Conservatives divided over tax cuts
The Local · 25 Jun 2011, 11:19
Published: 25 Jun 2011 11:19 GMT+02:00
The tax cuts, amounting to up to €10 billion ($14 billion), could take effect just before the 2013 election and help boost the fortunes of the government's troubled junior coalition partner, the Free Democrats (FDP).
But high-ranking members of Merkel's own Christian Democrats (CDU) have expressed opposition to the plans.
Finance Minister Wolfgang Schäuble, a CDU member, said he did not see the necessity for the cuts, calling them unrealistic and the public debate over the plans "somewhat unfortunate."
"We don't have a lot of leeway in the budget for tax cuts," he told the Bild am Sonntag newspaper.
"The tax rates in Germany are below the average of other industrialized nations and we are facing big budgetary challenges."
That critique was echoed by fellow CDU member Georg Schirmbeck, the party's budget expert.
"If the government brings the tax plans to the Bundestag, they're not going to find a majority for this kind of nonsense," he told the Saturday edition of the Neue Osnabrücker Zeitung.
But Horst Seehofer, the head of the Christian Social Union, the Bavarian sister party of the CDU, said he supported the plans pushed forward by the business-friendly FDP.
"There will be tax cuts in this legislative period, but they will be done in accordance with our economic situation and without endangering our planned budget consolidation," he told the news magazine Focus.
The FDP, traditionally a big supporter of lower tax rates, had made cuts a central requirement for joining the centre-right coalition after the last election. But tax reductions have been off the table for years.
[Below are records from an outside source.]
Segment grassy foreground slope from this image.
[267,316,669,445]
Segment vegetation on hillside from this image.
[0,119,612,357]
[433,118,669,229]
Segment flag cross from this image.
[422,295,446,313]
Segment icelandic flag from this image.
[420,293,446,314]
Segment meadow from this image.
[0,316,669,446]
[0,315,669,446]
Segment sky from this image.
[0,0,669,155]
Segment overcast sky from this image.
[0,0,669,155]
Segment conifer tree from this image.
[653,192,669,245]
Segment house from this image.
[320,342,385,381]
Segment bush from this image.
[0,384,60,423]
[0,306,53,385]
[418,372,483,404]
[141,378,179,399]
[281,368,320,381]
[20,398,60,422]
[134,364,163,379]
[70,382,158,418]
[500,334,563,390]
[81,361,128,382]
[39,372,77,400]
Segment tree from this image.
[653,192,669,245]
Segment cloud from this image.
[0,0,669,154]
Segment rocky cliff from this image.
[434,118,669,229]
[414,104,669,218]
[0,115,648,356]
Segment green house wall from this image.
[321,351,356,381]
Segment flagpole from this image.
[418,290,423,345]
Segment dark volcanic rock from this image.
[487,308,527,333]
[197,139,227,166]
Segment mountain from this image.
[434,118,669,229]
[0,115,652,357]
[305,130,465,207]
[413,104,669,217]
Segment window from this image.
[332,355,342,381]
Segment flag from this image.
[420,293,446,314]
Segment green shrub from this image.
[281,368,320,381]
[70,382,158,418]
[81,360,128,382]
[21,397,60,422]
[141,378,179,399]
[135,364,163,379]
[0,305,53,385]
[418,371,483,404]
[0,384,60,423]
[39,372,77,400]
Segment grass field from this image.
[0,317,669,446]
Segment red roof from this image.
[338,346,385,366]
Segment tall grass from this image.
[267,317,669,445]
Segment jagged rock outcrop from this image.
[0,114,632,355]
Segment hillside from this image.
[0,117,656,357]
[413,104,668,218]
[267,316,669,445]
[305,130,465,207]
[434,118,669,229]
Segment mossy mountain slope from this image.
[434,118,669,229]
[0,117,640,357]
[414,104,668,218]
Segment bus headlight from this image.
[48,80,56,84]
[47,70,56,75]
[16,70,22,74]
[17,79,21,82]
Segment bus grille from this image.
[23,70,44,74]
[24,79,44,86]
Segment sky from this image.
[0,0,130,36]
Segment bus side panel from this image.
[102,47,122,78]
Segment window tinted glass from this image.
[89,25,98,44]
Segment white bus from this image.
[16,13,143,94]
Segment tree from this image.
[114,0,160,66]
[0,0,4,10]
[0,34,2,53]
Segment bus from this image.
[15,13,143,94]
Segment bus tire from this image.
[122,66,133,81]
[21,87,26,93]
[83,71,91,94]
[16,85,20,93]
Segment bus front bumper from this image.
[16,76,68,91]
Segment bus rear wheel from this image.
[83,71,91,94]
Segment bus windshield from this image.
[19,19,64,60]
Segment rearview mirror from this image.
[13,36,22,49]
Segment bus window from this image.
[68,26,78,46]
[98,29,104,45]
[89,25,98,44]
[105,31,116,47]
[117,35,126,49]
Now, however, that Germany's economy is powering ahead, the wind seems to be heading in the direction of possible cuts. Reducing the tax burden could help the FDP, which has seen support plummet and its former head, Guido Westerwelle, step down due to his and the party's growing unpopularity.
The head of the CDU parliamentary group, Volker Kauder, said the economic situation in Germany was strong enough to make tax relief possible. He also called for a reduction in social insurance premiums, like payments into the state health insurance and pension schemes, as another strategy to reduce the tax burden on middle-class Germans.